Accordingly, the purpose of this Act is to:
reduce extreme compensation inequality;
preserve legitimate economic incentives;
strengthen worker compensation;
discourage oligarchic wealth concentration;
and promote long-term economic and social stability.
Section 3. Definitions
For purposes of this Act:
(a) “Compensation” means any form of economic value received in exchange for services rendered, including but not limited to:
salary,
wages,
commissions,
bonuses,
deferred compensation,
stock,
stock options,
restricted stock units,
stock purchase rights,
partnership distributions attributable to services,
incentive compensation,
severance compensation,
retirement compensation attributable to services,
and any other economic benefit received as compensation.
(b) “Covered Employer” means any corporation, partnership, limited liability company, publicly traded company, privately held business entity, or other employing enterprise subject to this Act.
(c) “Highest-Paid Employee” means the individual receiving the greatest total compensation from the Covered Employer during the applicable compensation year.
(d) “Employee” means any individual providing services to the Covered Employer in exchange for compensation, whether full-time, part-time, temporary, executive, managerial, supervisory, professional, or otherwise, excluding the Highest-Paid Employee.
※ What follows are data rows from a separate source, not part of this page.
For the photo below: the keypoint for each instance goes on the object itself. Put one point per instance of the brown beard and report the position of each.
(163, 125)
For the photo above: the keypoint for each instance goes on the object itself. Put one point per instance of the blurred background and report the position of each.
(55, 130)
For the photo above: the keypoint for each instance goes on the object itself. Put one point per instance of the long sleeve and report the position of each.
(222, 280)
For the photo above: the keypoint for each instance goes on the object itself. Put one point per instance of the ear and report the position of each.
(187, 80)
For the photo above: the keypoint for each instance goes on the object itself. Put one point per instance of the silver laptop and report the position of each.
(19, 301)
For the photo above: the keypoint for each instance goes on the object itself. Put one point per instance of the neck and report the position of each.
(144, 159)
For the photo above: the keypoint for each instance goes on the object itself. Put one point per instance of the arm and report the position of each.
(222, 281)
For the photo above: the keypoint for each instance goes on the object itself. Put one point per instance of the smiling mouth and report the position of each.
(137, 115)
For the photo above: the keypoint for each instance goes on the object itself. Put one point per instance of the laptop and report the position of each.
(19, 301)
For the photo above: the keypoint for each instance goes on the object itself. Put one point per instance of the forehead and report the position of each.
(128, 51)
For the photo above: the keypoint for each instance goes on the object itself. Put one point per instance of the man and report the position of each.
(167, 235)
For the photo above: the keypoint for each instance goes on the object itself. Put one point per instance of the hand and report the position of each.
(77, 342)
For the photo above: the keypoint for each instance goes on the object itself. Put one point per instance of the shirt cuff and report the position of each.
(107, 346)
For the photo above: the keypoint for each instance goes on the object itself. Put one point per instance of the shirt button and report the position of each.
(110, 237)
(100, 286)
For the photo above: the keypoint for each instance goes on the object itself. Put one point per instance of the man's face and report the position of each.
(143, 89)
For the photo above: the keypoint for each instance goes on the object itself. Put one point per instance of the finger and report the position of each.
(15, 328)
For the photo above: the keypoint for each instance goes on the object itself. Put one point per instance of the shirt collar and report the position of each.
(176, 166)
(e) “Total Company Compensation” (TP) means the aggregate total compensation paid or payable by the Covered Employer during the applicable compensation year.
(f) “Required Compensation Ratio” (R) means the statutory ratio used to establish minimum employee compensation.
(g) “Maximum Dollar Compensation Gap” (G) means the maximum permissible difference between compensation paid to the Highest-Paid Employee and the minimum compensation paid to any Employee.
Section 4. Hybrid Compensation Standard
No Covered Employer shall compensate its Highest-Paid Employee in a manner inconsistent with the Hybrid Rao Compensation Standard.
(a) Ratio Rule
Minimum employee compensation shall be determined, in part, by the Required Compensation Ratio.
The minimum employee compensation under the ratio rule shall be:
Y = RX
Where:
Y = minimum employee compensation
R = Required Compensation Ratio
X = compensation of the Highest-Paid Employee
(b) Dollar-Gap Rule
No Covered Employer shall compensate its Highest-Paid Employee in a manner that causes the compensation difference between the Highest-Paid Employee and the lowest-paid Employee to exceed the Maximum Dollar Compensation Gap.
Thus:
X − Y ≤ G
or:
X ≤ Y + G
(c) Hybrid Rule
The lawful minimum employee compensation shall be the greater of:
(1) the compensation required under the Ratio Rule; or
(2) the compensation necessary to satisfy the Dollar-Gap Rule.
Thus:
Y ≥ MAX(RX, X − G)
Section 5. Compensation Allocation
Total Company Compensation shall be deemed to equal:
TP = X + the total compensation of all other employees
Thus:
TP = X + (C1 + C2 + C3 … through CE)
Where:
Ci represents the compensation paid to each employee; each Ci must be equal to or greater than the required minimum employee compensation.
Section 6. Policy Construction
Nothing in this Act shall be construed to:
require equal compensation among employees;
prohibit compensation differentials based upon skill, training, experience, productivity, leadership, responsibility, innovation, or performance;
prohibit lawful incentive compensation;
or impose economic uniformity.
The purpose of this Act is to prevent extreme compensation inequality, not legitimate compensation differentiation.
Section 7. Enforcement
Congress or the appropriate regulatory authority shall establish:
reporting requirements,
compensation disclosure rules,
audit procedures,
anti-evasion provisions,
and civil penalties sufficient to enforce this Act.
Section 8. Statement of Principle
This Act recognizes that a free society may reward success.
It rejects only compensation structures so extreme that they undermine economic fairness, democratic self-government, family formation, and national stability.
Statutes need to be drafted for part-time and hourly workers and for counting fringe benefits. Other modification, like the phasing in the statute over a few years to lessen economic shock also need to be drafted.